I.e. some Win32 Flash version required this it seems.

I don't know why letting the plugin do so causes an overwrite of QWL_USER+4 and QWL_USER+8 slots but simply disabling this code eliminates the problem and Flash still works. Apparently some corruption somewhere (data or logic) and seems that the latest Flash doesn't need this anyway.

While it's clear why a hierarchy could be needed for the Flash plugin, it's unclear why the wrapper code wants to store the Win32 handle in QWL_USER. This is never used afterwards. Perhaps it was done back then to track if a fake window for the given OS/2 window already exists, but it's apparently not necessary any more as Odin already tracks this.
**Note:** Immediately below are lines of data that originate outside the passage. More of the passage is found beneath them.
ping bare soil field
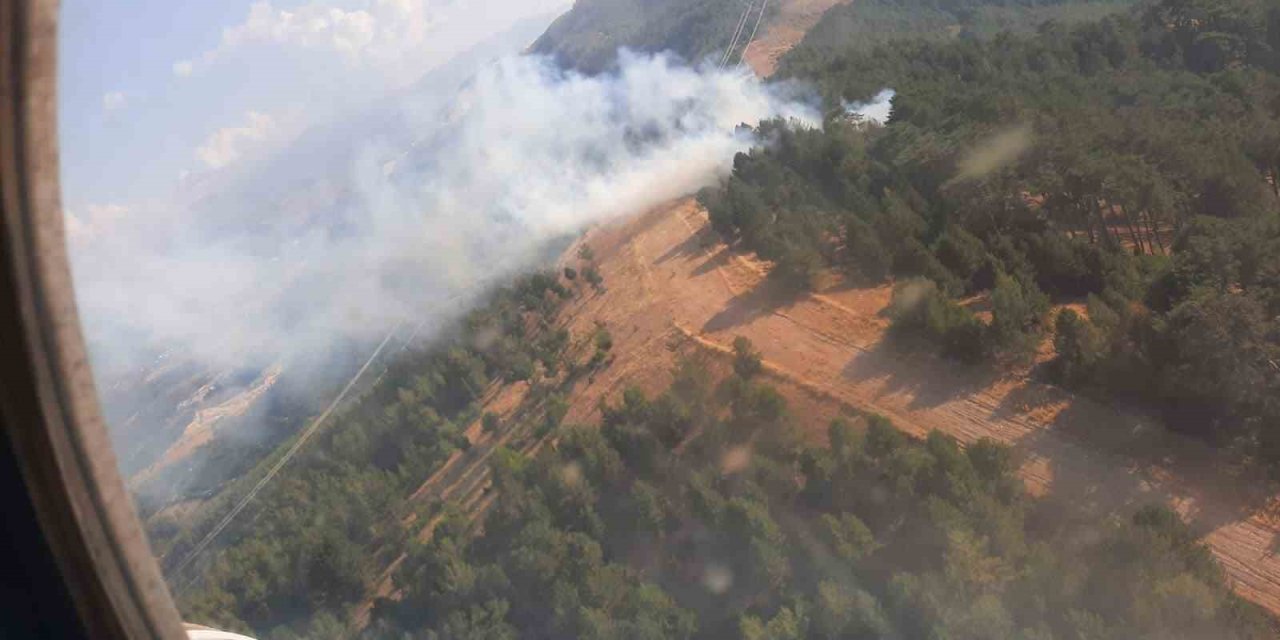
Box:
[744,0,849,78]
[562,200,1280,614]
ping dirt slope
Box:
[564,201,1280,614]
[744,0,849,78]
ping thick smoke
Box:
[844,88,897,124]
[76,54,815,381]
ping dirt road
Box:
[567,201,1280,614]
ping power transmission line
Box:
[174,323,403,586]
[737,0,769,67]
[719,1,755,69]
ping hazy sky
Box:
[60,0,567,217]
[61,0,813,366]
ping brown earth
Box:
[356,200,1280,625]
[742,0,849,78]
[563,200,1280,614]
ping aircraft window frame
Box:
[0,0,186,640]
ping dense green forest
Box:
[530,0,773,73]
[160,266,586,629]
[360,350,1280,640]
[791,0,1135,52]
[701,0,1280,460]
[160,0,1280,640]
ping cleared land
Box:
[552,200,1280,614]
[744,0,849,78]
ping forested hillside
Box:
[370,350,1277,640]
[162,0,1280,640]
[531,0,768,73]
[703,0,1280,460]
[792,0,1135,58]
[161,266,595,637]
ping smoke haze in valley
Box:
[60,0,818,481]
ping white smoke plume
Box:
[844,88,897,124]
[76,54,817,378]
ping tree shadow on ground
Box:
[992,385,1276,553]
[654,229,718,265]
[701,273,804,333]
[841,335,1004,411]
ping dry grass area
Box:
[745,0,849,78]
[552,200,1280,613]
[129,366,283,489]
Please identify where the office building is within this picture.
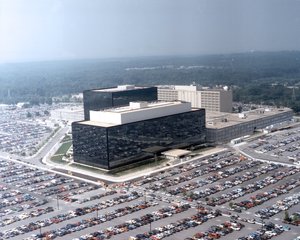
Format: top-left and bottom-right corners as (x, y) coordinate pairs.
(157, 85), (232, 112)
(83, 85), (157, 120)
(206, 108), (294, 143)
(72, 101), (205, 170)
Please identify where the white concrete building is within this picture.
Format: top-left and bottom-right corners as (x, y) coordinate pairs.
(90, 101), (192, 126)
(157, 85), (232, 112)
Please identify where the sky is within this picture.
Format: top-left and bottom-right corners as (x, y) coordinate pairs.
(0, 0), (300, 62)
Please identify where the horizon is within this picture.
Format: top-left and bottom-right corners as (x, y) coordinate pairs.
(0, 0), (300, 63)
(0, 50), (300, 65)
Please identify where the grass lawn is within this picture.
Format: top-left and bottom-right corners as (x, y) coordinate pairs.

I guess just removing usage of QWL_USER but leaving hierarchy creation should fix the problem too.

[dmik]

Ok, it turned out to be more complex than that. Not only Flash fucked up but Odin as well. The fake Win32 window is implemented as a subclass of a normal Win32 window in Odin. And the normal window uses OFFSET_WIN32WNDPTR and OFFSET_WIN32PM_MAGIC data slots for its machinery. These slots are set to some values at window creation and reset to 0 at destruction. The destructor of the normal window gets called when destroying the fake window because of inheritance but this destructor does not check if the window is fake before setting OFFSET_WIN32WNDPTR and OFFSET_WIN32PM_MAGIC to 0. As a result, data slots f unrelated OS/2 windows (Firefox nsWindow in this case) get cleared. Bad bad bad. Adding such a check fixes the problem. Commits to Odin/Flash will follow. After that I will do a bit of final testing and we may close this.

[dmik]

The Odin fix is here: http://trac.netlabs.org/odin32/changeset/22134.

[dmik]

The Flash fix is here: https://github.com/bitwiseworks/flashwrapper/commit/87f365269ce171eaf690f8c4dc0d4539952545b2

[dmik]

As painting works now, this may be closed.